How do you solve #2x^2 + 10x = 0#?

2 Answers
Jan 24, 2017

#x = 0#, or #x = -5#.

Explanation:

Typically you would use the quadratic formula, using #a,b,c# as the coefficients of #x^2#, #x#, and the constant respectively, to find that

#x = (-b +-sqrt(b^2 - 4ac))/(2a)#

However, notice that the constant is missing. In those cases, you can factor out a #x#, to transform the expression into a product that equals #0#:

#2x^2 + 10x = 0 => x(2x + 10) = 0#

When a product is equal to #0#, at least one of its factors must be #0#, or

#ab = 0 => a = 0# or #b= 0#.

So in our case, either

#x = 0#, or

#2x + 10 = 0 => 2x = -10 => x = -5#

Therefore, the roots to this equation, are #0# and #-5#.

Jan 24, 2017

Factor #x# out of the expression and you get #x(2x+10)=0#
This can be true only if #x=0# or #x=-5#

Explanation:

Remember this technique for those equations that have no constant term (#c=0# in terms of the standard #ax^2+bx+c=0# form).

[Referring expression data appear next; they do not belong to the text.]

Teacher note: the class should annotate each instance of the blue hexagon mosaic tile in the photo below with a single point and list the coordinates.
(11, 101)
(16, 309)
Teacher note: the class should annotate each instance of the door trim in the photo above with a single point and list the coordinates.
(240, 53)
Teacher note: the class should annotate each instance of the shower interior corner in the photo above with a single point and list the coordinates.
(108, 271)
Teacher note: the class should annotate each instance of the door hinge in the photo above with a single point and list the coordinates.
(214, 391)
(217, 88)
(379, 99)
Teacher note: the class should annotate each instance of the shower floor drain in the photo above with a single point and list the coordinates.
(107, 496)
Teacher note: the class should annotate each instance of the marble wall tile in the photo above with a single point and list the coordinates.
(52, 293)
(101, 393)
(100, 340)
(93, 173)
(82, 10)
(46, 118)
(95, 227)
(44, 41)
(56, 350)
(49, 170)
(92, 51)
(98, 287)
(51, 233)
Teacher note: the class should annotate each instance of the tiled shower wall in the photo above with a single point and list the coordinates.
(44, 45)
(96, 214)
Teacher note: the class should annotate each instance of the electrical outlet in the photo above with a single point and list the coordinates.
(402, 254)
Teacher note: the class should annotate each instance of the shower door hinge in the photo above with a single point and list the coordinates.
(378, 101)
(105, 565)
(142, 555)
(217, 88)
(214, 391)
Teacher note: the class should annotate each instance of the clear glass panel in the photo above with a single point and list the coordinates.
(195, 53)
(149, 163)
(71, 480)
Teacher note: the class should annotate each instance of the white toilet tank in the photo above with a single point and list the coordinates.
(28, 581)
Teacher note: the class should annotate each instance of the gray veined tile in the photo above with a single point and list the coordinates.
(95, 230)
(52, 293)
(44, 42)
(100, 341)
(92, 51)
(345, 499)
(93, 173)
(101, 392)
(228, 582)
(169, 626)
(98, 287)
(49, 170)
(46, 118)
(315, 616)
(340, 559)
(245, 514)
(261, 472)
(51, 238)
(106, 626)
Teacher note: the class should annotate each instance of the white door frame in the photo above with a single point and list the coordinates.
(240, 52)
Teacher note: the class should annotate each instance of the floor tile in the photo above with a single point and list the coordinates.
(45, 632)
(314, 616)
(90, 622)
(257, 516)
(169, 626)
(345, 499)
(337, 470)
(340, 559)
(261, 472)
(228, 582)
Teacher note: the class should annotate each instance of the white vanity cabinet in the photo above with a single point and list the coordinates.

Since both the remaining terms have #x# in them, you factor this out, and immediately one root must be #x=0#.

Solve the monomial that remains in the product by setting it equal to zero. The idea is that the entire expression can only equal zero if one of the two factors #x# or #(2x+10)# is equal to zero.